Like any plant certain cultures worship?

2 Answers

  • 4 weeks ago

    Medicinal plants play vital roles in disease prevention and their ... A medicinal plant is any plant which, in one or more of its organs, contains ...

  • Anonymous
    1 month ago

    Cannabis legend and consumption are fundamental aspects of many of the worlds great religions

    Shintoism—Cannabis was used for the binding together of married couples, to drive away evil spirits, and was thought to create laughter and happiness in marriage.

    Hinduism—The god Shiva is said “to have brought cannabis from the Himalayas for human enjoyment and enlightenment.” The Sadhu Priests travel throughout India and the world sharing chillum pipes filled with cannabis, sometimes blended together with other substances. In the Bhagavadgita, Krishna states, “I am the healing herb” while the Bhagarat-purana fifth Canto describes hashish in explicitly sexual terms.

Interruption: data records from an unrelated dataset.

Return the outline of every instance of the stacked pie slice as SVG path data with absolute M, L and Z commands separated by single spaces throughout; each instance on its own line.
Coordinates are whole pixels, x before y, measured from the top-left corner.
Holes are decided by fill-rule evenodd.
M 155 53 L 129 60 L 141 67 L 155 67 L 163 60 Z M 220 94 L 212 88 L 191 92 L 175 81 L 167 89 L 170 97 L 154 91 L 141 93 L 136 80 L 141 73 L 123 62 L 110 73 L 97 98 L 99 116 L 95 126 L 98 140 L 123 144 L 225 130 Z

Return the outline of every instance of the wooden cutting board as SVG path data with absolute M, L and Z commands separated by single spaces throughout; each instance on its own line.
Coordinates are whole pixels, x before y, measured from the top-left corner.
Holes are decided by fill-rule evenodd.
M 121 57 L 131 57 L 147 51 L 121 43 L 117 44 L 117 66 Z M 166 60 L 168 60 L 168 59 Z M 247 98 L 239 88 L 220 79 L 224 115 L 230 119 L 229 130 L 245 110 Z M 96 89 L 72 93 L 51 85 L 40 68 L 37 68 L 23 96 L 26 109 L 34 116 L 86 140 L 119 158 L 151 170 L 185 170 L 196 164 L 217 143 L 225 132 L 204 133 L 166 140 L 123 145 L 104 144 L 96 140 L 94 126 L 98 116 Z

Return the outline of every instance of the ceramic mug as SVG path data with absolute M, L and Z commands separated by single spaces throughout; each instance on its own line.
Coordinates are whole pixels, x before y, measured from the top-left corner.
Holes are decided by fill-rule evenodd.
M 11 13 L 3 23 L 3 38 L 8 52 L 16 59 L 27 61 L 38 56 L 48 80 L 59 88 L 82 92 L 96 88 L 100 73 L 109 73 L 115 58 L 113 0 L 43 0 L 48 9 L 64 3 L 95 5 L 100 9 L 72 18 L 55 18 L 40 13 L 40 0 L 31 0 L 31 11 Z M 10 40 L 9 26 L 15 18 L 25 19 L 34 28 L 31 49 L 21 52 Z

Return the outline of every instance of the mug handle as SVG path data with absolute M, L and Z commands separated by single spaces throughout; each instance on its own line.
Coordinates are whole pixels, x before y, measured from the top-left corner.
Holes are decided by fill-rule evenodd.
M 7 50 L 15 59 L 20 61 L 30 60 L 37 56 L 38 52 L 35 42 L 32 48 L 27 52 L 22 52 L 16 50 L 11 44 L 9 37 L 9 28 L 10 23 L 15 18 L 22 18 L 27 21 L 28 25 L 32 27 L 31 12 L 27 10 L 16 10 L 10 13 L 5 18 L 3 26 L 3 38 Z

    Buddhism—From the fifth century BC on ritually used cannabis; initiation rates and mystical experiences were common in many Chinese Buddhist seconds. Some Tibetan Bud-dhists and lamas consider cannabis there most all the plant. Many Buddhist traditions, writing, and beliefs indicate that”Siddhartha” (the Buddha) himself, Used and ate nothing but hemp and its seeds for 6 years prior to announcing his truths and becoming the Buddha. 

    Regarding the Zoroastrians it is widely believed by many Christian scholars that the three magi or Wise Men who attended the birth of Christ were cult references to the Zoroastrians. The Zoroastrian religion was based on the entire cannabis plant, chief religious sacrament of its priests and its most important medicine, as well as lighting or fire oils in their secular world. The word magic is generally considered derived from the Zoroastrians—Magi. 

    The Essenes—Used hemp medicinally as did the Theraputea from Egypt where we get the term therapeutic. Both are believed by some scholars to be disciples of, or in a brotherhood with, the priests magicians of the Zoroastrians.

    Early Jews—As part of the holy Friday night services in the temple of Solomon, 60-80,000 men ritually passed around and inhaled 20,000 incense burners filled with “kanabosom” (cannabis) before returning home for the largest meal of the week.

    Sufis of Islam—Muslim mystical priests who have taught, used, and extolled cannabis for divine revelation, insight, and oneness with Allah for at least the last 1000 years. Many Muslim and world scholars believe the mysticism of the Sufi priests was actually that of the Zoroastrians who survived Muslim conquest of the seventh and eighth century A.D. and subsequent conversion. 

    Coptic Christian—Some sects believe the “secret green herb of the field” in the Bible (Ezekiel 34-29) and the biblical secret incenses sweet incenses and anointing oils to be cannabis. 

    The Rastafarians—A contemporary religious sect that uses ganja as it’s sacred sacrament to communicate with God (Jah).